From the July 2007 issue of Investment Advisor • Subscribe!

Reviewing the Situation

The National associAtIon of Insurance Commissioners is taking other actions with regard to the reports of LTC insurance abuses. While NAIC President-Elect Sandy Praeger, insurance commissioner of Kansas, says, "I think for the most part the industry's very responsible." She notes that the NAIC is making sure it doublechecks and has protections in place for consumers. For instance, this year Kansas has passed a law to require prompt payment of claims for LTC insurance policies. The claims issue mentioned in recent newspaper reports was one of the reasons cited for the need for such a law. And Praeger adds, "I think more states will add protections like that."

The NAIC has recommended additional training for people who want to sell LTC insurance. Praeger also recommends another action for both policyholders and their advisors, and that is to examine what a client expects from LTC insurance. "There are so many things to think about," she says, "from a personal standpoint, your financial situation, and what you want to accomplish." She warns that clients shouldn't expect a policy to be, like hospitalization insurance, the only means of payment for long-term care. They should think of it more as asset protection, which makes a difference in how they approach it. "What do you need to protect in terms of assets?" she asks.

She recommends examining one's family health history to try to plan more intelligently, and cites her own family as an example.

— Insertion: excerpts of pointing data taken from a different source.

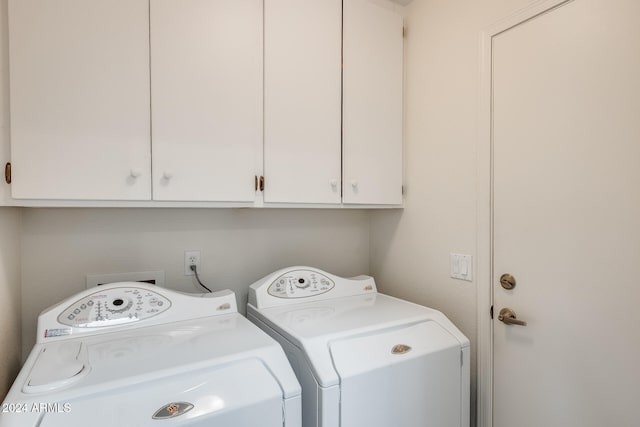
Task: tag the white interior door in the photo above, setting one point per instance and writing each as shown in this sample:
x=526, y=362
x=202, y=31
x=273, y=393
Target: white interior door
x=566, y=212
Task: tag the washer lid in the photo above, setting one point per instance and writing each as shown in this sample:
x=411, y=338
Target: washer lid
x=57, y=365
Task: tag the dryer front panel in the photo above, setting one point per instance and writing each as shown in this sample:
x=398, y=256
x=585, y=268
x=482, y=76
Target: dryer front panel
x=408, y=377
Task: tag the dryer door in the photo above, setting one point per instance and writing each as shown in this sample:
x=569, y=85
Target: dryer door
x=408, y=377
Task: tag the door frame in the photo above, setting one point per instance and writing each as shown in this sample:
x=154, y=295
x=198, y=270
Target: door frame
x=485, y=226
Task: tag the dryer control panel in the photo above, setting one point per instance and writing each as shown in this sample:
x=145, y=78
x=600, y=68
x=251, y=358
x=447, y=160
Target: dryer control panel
x=114, y=306
x=300, y=284
x=306, y=284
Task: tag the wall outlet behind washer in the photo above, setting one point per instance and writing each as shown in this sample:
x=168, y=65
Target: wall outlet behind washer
x=191, y=258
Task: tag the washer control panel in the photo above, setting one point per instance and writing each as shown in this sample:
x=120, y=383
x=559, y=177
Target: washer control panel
x=114, y=306
x=300, y=284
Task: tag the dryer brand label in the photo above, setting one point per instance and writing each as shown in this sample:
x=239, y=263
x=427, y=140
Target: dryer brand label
x=174, y=409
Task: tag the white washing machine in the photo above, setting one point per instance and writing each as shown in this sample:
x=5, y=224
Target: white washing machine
x=364, y=359
x=132, y=354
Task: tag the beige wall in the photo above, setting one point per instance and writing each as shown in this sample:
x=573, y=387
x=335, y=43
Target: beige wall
x=10, y=320
x=410, y=249
x=238, y=246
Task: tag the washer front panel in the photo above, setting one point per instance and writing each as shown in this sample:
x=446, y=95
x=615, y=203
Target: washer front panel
x=300, y=284
x=113, y=306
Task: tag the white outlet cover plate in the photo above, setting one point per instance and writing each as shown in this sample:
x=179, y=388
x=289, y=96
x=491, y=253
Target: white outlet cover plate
x=461, y=267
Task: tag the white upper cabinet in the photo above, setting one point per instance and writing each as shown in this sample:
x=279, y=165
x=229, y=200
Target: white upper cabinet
x=206, y=99
x=79, y=99
x=302, y=104
x=372, y=102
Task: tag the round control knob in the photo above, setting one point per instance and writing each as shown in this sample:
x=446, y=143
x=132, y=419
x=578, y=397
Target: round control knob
x=302, y=283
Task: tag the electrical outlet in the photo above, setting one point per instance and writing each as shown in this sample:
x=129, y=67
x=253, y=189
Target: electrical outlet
x=191, y=258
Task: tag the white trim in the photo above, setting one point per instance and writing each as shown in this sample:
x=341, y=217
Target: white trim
x=485, y=204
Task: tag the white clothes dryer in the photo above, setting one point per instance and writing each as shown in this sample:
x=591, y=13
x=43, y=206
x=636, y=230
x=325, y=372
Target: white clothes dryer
x=364, y=359
x=132, y=354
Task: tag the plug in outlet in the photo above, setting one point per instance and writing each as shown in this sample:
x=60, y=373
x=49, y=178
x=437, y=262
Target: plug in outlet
x=191, y=258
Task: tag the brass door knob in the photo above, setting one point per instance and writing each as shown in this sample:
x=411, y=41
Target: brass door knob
x=507, y=281
x=508, y=317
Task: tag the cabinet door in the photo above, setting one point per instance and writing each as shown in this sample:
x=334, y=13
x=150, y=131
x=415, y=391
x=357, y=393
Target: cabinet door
x=206, y=98
x=302, y=101
x=372, y=103
x=79, y=82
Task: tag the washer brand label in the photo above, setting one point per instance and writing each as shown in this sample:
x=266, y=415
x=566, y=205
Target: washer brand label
x=48, y=333
x=174, y=409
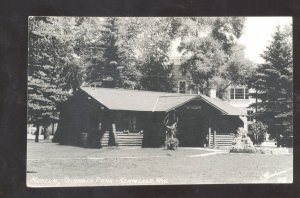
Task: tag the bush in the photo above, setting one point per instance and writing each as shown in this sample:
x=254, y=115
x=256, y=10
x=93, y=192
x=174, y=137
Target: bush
x=258, y=130
x=172, y=143
x=259, y=150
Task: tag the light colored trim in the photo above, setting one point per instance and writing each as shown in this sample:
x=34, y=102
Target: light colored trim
x=155, y=104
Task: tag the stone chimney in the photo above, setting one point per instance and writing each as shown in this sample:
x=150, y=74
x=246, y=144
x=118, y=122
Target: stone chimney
x=212, y=92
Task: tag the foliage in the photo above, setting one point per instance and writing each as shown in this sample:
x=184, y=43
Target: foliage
x=272, y=81
x=172, y=143
x=152, y=48
x=259, y=150
x=211, y=56
x=43, y=74
x=259, y=131
x=242, y=141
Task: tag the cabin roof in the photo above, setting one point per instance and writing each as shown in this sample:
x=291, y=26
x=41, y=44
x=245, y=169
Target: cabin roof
x=151, y=101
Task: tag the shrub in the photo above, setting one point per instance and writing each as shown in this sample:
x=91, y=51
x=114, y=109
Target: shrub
x=258, y=130
x=172, y=143
x=259, y=150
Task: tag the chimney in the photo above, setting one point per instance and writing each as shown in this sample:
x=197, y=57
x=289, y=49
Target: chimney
x=212, y=92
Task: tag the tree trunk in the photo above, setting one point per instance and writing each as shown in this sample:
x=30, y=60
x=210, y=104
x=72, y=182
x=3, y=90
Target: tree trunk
x=46, y=134
x=52, y=128
x=37, y=132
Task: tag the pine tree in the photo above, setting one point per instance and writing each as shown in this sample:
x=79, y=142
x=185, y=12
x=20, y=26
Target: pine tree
x=104, y=69
x=43, y=92
x=153, y=46
x=274, y=89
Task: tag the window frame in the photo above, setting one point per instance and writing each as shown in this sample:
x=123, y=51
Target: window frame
x=185, y=86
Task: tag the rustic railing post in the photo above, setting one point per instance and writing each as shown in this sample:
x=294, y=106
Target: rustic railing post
x=214, y=138
x=209, y=136
x=115, y=134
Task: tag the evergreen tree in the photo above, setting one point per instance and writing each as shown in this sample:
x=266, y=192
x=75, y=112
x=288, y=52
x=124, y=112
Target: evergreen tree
x=153, y=47
x=105, y=68
x=212, y=57
x=273, y=84
x=43, y=92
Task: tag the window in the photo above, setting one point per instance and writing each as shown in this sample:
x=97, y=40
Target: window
x=239, y=93
x=250, y=115
x=231, y=93
x=182, y=86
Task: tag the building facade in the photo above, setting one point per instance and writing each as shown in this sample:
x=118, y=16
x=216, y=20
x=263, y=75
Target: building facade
x=238, y=95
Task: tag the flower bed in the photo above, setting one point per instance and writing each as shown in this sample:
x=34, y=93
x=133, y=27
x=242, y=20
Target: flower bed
x=259, y=150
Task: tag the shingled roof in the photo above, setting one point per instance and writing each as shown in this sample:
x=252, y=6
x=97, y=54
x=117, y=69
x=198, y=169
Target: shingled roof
x=134, y=100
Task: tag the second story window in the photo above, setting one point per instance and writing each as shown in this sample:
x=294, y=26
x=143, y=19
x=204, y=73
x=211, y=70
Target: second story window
x=182, y=86
x=239, y=93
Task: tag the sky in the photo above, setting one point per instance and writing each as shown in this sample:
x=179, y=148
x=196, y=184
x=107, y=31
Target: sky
x=258, y=33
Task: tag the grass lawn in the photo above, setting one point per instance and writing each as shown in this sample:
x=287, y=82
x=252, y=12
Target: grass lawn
x=50, y=164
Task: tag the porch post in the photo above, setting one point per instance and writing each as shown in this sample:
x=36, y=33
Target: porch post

Her husband's relatives, she says, have fairly short lifespans, while hers live to their 90s. Her husband's LTC policy is a two-year one, since she expects to be able to assist with his care if needed, whereas her own policy is unlimited.

And last, she encourages people to call their state insurance department and ask questions before they buy--about the company and its complaint ratio and financial solvency, and about the product.